Friday, December 18, 2009

No code changed, but now ORA-01841. Mistery Solved

A report that is coded in PL/SQL that has existed for years "all of sudden" started generating a "ORA-01841: (full) year must be between -4713 and +9999, and not be 0" error. Why and why all of sudden?

I discovered that a data problem has existed for years. When reports run they save results to a shared database table. Later on in the reports, the reports delete some of the data that does not meet a given time period. The table has both YEAR and MONTH columns which are both numeric along with a unique primary key value generated from a sequence. You guessed it, the YEAR column for a different type of report for some reason had a zero in it. A DELETE statement in the report assembles a date value from the YEAR and MONTH values. With a value of zero, this caused the error.

What made it worse is I would then rerun the report and it would run through fine with no errors giving the correct expected values. What was happening behind the scenes was the report with the bad data had finished and deleted all its zero year rows out of the table by the time I reran the report. So the rerun went through fine with no errors.

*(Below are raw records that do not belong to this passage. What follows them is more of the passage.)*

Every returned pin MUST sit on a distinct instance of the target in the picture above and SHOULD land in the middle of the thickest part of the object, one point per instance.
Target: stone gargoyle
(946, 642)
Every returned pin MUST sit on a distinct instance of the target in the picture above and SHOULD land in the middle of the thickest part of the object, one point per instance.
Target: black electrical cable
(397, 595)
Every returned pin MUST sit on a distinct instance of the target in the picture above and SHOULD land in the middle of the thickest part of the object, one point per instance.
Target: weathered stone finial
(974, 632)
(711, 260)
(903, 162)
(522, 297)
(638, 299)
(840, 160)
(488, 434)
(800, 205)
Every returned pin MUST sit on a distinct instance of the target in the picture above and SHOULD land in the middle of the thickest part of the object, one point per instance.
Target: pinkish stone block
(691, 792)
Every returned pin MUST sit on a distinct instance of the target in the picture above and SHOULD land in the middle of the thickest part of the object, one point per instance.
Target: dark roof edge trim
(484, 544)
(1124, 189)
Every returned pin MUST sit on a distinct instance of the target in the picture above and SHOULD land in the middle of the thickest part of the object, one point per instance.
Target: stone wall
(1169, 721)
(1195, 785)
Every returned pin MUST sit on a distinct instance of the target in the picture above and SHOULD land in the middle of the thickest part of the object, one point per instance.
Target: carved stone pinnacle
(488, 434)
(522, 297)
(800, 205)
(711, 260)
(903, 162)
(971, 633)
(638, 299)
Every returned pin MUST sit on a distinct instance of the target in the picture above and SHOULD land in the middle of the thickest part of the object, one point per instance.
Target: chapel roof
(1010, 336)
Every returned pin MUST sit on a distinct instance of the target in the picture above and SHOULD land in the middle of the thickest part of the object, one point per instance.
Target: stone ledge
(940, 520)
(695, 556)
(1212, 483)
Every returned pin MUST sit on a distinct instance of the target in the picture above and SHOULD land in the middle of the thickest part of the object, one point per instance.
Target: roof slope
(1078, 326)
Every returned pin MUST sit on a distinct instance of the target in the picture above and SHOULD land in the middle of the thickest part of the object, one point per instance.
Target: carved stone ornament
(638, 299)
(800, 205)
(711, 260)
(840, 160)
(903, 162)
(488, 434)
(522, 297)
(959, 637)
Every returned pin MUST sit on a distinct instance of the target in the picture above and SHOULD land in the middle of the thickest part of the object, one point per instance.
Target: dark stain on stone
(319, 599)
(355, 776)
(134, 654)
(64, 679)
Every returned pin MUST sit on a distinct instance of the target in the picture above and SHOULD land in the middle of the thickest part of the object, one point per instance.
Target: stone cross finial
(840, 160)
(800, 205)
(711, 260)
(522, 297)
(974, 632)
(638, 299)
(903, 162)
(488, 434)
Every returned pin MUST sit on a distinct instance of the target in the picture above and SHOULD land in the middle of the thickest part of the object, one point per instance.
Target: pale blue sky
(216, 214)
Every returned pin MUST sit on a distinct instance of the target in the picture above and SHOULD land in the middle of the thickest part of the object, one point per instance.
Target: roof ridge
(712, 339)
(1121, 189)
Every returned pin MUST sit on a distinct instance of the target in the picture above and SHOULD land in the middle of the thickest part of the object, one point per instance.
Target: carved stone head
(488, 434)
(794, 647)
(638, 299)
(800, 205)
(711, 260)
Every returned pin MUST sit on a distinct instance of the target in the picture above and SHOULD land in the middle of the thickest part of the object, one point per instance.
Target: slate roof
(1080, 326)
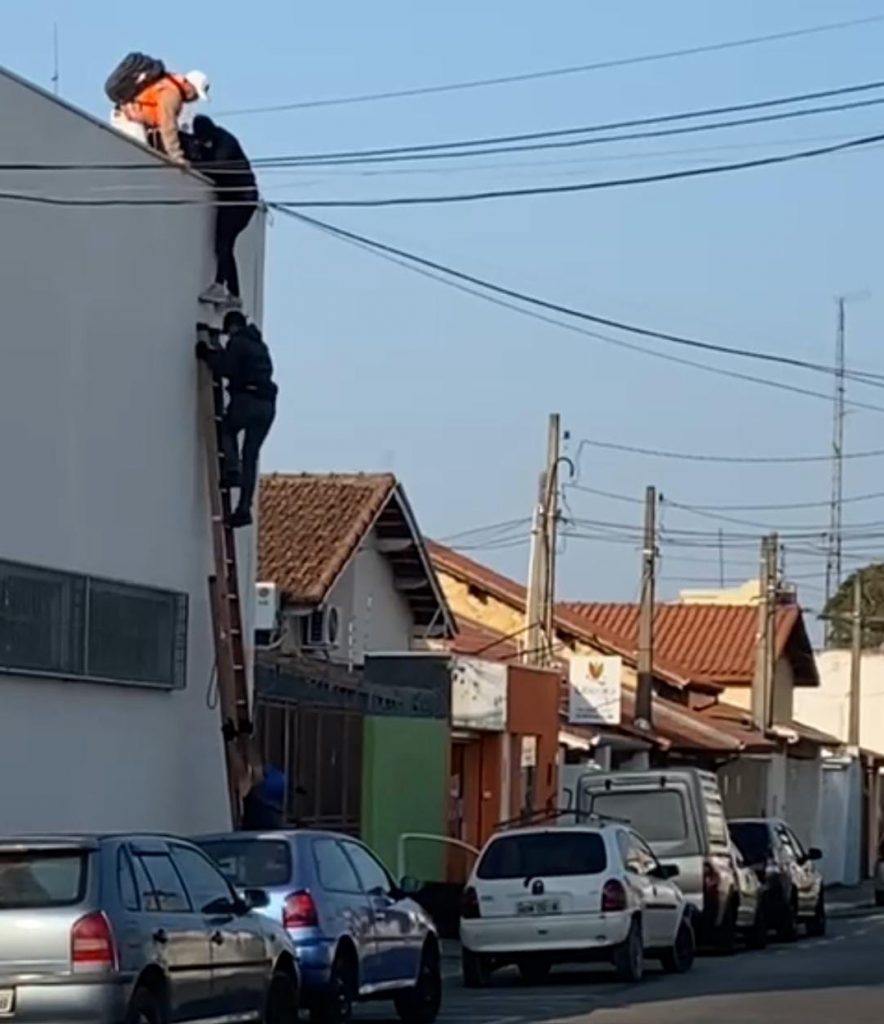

That explained why the error was occurring, but not why it had never appeared before. The answer to this is our friend the Cost Based Optimizer (CBO). I had computed new statistics on the report table. With the prior statistics the CBO was applying a primary key WHERE clause criteria before assembling the date value from the YEAR and MONTH columns. So the report never hit the "zero year" rows from the other reports running at the same time. When I recomputed statistics on the report table it caused the CBO to change it access path and assemble the date value before applying the primary key restriction causing the Oracle error to appear. The old CBO statistics were masking the fact that there was a data error in the table i.e. a year value of 0.